Lastly, you could have a third party submit your forms for you. There are volunteer tax services around the country dedicated to helping people fill out their tax forms that you can take advantage of, or you could pay a professional to do it for you.
Tax Filing Status
We mentioned a tax filing status earlier as a part of your 1040 form, but you may be wondering what that means. Well, it is literally your status. There are a few categories that you can fit into.
This one is relatively self-explanatory. You can file as single if you’re divorced, widowed, or have never been married in the first place. You’re better off applying as single only in that last case scenario, as there are special statuses relating to the other two.
Head of a Household
You are able to apply as head of a household if you aren’t married, pay at least half of the cost of maintaining your household, and are living with a person that you financially support. There are a few criteria that designate a person that you financially support that you can find online, but your children are the obvious example.

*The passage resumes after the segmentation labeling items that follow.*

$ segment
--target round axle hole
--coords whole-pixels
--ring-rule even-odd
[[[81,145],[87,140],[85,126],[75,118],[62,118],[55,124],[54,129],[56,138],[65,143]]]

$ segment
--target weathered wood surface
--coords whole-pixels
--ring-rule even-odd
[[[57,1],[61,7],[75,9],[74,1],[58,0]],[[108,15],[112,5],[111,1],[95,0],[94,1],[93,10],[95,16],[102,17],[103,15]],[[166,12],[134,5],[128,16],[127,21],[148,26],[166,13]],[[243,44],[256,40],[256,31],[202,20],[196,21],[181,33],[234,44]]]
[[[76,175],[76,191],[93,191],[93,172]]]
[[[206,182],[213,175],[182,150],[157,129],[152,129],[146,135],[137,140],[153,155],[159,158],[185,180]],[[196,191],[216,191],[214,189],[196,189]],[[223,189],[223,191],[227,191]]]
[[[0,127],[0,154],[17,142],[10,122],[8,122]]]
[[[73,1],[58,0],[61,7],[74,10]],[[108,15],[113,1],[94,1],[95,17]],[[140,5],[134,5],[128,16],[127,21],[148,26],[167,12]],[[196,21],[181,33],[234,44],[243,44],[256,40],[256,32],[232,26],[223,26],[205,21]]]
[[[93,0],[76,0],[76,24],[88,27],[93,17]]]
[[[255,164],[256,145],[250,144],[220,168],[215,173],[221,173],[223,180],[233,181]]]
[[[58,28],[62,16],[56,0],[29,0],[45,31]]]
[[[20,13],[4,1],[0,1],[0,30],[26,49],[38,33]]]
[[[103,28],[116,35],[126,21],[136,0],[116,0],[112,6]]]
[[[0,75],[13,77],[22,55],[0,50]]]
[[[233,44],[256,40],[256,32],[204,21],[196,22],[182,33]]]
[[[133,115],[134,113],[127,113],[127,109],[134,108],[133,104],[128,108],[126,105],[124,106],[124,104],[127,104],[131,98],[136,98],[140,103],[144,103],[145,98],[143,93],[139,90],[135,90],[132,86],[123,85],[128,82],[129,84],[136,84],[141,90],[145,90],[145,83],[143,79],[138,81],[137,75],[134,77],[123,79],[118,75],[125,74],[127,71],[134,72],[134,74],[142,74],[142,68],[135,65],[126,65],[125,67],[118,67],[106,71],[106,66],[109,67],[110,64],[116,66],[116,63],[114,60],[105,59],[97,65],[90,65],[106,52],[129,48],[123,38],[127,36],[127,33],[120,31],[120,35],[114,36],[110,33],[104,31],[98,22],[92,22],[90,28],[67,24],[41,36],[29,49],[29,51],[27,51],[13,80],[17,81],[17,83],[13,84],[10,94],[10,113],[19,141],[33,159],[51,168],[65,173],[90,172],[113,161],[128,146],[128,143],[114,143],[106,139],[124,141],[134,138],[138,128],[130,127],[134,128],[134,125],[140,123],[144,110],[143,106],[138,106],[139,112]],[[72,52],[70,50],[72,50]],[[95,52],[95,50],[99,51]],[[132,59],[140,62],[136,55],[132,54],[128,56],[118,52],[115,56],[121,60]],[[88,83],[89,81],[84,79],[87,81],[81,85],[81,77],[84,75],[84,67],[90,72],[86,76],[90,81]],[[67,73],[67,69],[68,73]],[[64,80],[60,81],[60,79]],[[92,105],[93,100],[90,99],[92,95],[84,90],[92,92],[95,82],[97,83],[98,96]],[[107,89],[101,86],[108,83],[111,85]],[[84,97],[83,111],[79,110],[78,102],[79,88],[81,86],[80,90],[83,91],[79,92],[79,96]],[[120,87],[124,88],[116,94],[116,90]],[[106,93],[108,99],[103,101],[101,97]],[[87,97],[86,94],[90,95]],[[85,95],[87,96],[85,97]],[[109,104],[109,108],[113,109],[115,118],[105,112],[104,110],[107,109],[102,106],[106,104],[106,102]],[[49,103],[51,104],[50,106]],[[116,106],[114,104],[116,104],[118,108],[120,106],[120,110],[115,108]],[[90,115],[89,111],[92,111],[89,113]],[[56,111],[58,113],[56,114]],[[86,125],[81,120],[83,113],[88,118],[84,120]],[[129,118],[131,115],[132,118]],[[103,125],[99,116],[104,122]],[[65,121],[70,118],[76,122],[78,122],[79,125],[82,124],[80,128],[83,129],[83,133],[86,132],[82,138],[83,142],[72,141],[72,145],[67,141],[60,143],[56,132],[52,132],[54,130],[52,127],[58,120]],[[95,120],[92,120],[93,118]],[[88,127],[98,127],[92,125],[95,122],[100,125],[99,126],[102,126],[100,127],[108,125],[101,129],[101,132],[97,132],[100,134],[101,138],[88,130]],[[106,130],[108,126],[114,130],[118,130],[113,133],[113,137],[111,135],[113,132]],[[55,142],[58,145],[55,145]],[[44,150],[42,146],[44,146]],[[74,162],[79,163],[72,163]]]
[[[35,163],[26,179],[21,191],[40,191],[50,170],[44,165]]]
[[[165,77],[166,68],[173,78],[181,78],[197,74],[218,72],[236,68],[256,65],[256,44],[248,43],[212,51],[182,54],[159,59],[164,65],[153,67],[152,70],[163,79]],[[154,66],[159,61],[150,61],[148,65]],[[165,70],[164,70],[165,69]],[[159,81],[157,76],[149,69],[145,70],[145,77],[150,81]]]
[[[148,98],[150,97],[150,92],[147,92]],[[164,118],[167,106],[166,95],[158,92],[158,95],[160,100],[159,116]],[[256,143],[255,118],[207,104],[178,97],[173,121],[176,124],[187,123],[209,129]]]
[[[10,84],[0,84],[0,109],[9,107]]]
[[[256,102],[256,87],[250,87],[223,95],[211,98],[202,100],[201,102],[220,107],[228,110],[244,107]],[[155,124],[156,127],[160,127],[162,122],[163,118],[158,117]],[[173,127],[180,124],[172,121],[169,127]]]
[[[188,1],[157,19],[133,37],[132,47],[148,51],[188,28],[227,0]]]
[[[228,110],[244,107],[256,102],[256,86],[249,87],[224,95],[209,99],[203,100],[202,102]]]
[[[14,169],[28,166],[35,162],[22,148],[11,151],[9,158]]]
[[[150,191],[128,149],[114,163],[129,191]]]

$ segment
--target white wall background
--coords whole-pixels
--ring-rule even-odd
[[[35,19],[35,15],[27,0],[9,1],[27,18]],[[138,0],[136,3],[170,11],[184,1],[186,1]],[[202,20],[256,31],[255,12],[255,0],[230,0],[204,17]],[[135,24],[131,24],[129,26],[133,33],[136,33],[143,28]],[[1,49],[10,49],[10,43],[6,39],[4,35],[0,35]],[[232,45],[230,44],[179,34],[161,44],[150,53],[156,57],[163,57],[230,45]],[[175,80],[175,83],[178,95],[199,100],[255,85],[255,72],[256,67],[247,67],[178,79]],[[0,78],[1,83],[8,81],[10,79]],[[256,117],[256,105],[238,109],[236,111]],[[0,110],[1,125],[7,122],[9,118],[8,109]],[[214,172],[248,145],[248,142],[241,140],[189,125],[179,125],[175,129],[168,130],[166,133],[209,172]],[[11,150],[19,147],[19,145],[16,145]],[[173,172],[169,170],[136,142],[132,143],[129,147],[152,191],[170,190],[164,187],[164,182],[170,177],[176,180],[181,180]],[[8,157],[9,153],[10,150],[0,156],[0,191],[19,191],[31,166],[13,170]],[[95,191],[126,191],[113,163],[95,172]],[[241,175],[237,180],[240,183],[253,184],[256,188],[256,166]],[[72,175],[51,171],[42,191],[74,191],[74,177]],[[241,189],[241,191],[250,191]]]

You can apply as married if you are, well, married. There are two ways to file your taxes if you’re married, separately or jointly. There are limits on things like deductions if you do decide to file separately, so in most cases, married couples are better off filing jointly.

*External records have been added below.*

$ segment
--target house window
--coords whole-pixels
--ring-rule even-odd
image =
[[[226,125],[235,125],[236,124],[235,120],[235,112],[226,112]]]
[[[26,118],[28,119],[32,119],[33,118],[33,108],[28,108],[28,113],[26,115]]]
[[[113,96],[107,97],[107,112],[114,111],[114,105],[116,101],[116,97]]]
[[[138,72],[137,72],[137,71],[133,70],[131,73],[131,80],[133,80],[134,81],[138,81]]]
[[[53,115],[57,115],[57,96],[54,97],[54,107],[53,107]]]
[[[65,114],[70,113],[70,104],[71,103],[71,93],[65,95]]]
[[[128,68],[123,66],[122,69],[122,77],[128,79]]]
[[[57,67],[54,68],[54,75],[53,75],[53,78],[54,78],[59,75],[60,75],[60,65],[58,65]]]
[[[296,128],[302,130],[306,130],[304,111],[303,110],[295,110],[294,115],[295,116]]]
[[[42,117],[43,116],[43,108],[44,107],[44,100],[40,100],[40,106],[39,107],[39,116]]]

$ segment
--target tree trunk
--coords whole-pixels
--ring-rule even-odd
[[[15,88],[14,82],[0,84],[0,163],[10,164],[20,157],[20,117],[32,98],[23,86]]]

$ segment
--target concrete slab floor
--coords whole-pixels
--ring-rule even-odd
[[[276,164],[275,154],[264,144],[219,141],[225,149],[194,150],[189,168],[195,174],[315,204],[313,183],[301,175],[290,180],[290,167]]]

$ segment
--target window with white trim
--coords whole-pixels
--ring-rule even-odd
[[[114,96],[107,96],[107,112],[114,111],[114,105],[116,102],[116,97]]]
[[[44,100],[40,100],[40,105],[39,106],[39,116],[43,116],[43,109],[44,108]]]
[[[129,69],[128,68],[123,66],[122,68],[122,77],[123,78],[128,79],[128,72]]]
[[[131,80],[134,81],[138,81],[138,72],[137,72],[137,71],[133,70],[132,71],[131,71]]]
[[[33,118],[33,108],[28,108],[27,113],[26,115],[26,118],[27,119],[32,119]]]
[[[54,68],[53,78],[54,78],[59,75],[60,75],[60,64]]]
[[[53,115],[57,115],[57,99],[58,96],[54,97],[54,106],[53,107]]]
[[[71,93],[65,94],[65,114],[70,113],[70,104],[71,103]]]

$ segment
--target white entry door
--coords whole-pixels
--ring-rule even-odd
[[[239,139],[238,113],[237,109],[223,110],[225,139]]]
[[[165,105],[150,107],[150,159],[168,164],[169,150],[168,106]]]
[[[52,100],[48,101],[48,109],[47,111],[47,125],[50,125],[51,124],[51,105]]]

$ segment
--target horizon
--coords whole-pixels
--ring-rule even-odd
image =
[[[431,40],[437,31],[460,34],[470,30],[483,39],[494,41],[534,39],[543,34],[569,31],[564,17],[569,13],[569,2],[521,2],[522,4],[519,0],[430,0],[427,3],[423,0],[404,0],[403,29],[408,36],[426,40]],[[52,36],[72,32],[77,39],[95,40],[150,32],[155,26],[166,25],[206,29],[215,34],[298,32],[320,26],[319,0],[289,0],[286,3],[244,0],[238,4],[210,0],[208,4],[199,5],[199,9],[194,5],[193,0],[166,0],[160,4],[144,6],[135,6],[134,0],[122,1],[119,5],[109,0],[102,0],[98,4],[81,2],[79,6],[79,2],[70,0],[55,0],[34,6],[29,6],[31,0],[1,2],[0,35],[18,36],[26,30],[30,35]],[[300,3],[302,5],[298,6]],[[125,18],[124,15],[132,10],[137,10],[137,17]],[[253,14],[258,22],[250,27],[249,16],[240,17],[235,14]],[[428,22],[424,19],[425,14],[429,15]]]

Widowed with a Dependent child
There are a few criteria you must fill in order for you to file as a widow or widower. Firstly, your spouse must have passed away in the last two years. Additionally, you must have been eligible to file your taxes jointly with your spouse for the year of their death, be maintaining a household with at least one dependent child, and haven’t remarried.

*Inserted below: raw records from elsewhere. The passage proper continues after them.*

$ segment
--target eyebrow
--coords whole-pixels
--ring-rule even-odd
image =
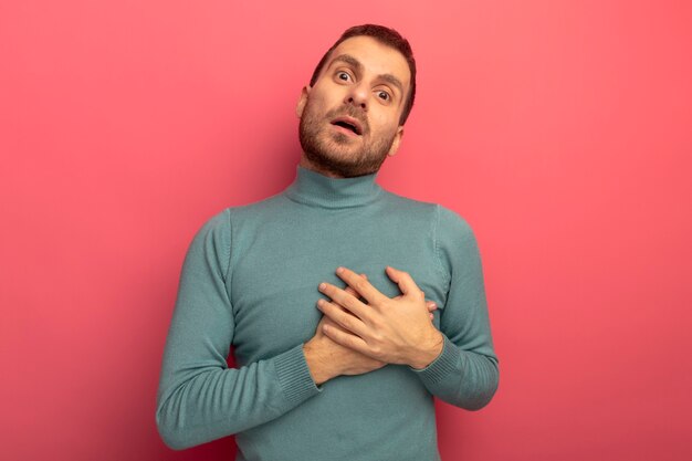
[[[360,73],[363,72],[363,64],[360,63],[360,61],[358,61],[350,54],[339,54],[338,56],[332,60],[332,64],[334,64],[337,61],[345,62],[346,64],[354,67],[356,71]],[[381,75],[378,75],[377,77],[396,86],[399,90],[399,93],[403,94],[403,84],[401,84],[401,81],[397,78],[396,76],[391,74],[381,74]]]

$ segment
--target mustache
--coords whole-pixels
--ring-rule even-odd
[[[363,134],[370,132],[370,125],[368,124],[368,119],[363,115],[363,111],[352,105],[337,107],[335,109],[327,112],[326,114],[326,117],[329,121],[333,121],[334,118],[342,117],[342,116],[352,117],[360,122]]]

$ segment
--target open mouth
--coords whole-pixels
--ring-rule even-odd
[[[363,129],[360,128],[360,124],[355,121],[355,119],[350,119],[350,118],[337,118],[335,121],[332,122],[332,125],[335,126],[340,126],[344,129],[348,129],[349,132],[353,132],[354,134],[360,136],[363,134]]]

Standardized or Itemized Deductions
A question that most people ask when they first file their taxes is whether they should take the standard tax deduction or the itemized one. The deduction makes up a large chunk of money, and often the difference between your itemized entitled amount and the standard amount is significant, so it’s worth giving this some thought.
Standard deduction changes from year to year and also depends on the status under which you are filing your taxes, so look up what the brackets are for the year that you are filing your taxes to see how much you’re entitled to under the standardized amount.
Generally speaking, most people go for the standardized option. You might think that’s because it’s easier, but the main reason is that people’s itemized amount is actually smaller than the standardized amount. So you should only be applying for the itemized deduction if that amount exceeds the standard amount that you are entitled to.
There are a bunch of things that you can claim under itemized deductions, so do some research and some calculations and add it all up if you think that your itemized list might be greater than the standard amount.
Taxes are filed for the year before, obviously, so you can start filing your taxes as early as the end of January most years.
April 15th is typically the deadline for taxes, and as such, has taken on the name of Tax Day. If the 15th falls on a weekend or a holiday, it moves to the next business day. Regardless, that should be the deadline that you keep in mind, so make sure your taxes are all filed before that date.
One other thing that we have to mention with regards to taxes are audits. An audit is when the IRS comes knocking to make sure that you qualify for all the things you claim for and that you file for the right amount of earnings. It’s the reason you want to keep all your paperwork together. The chance of you being audited is only around half a percent, but if you do get audited and don’t have your stuff together, you’re in for a world of hurt.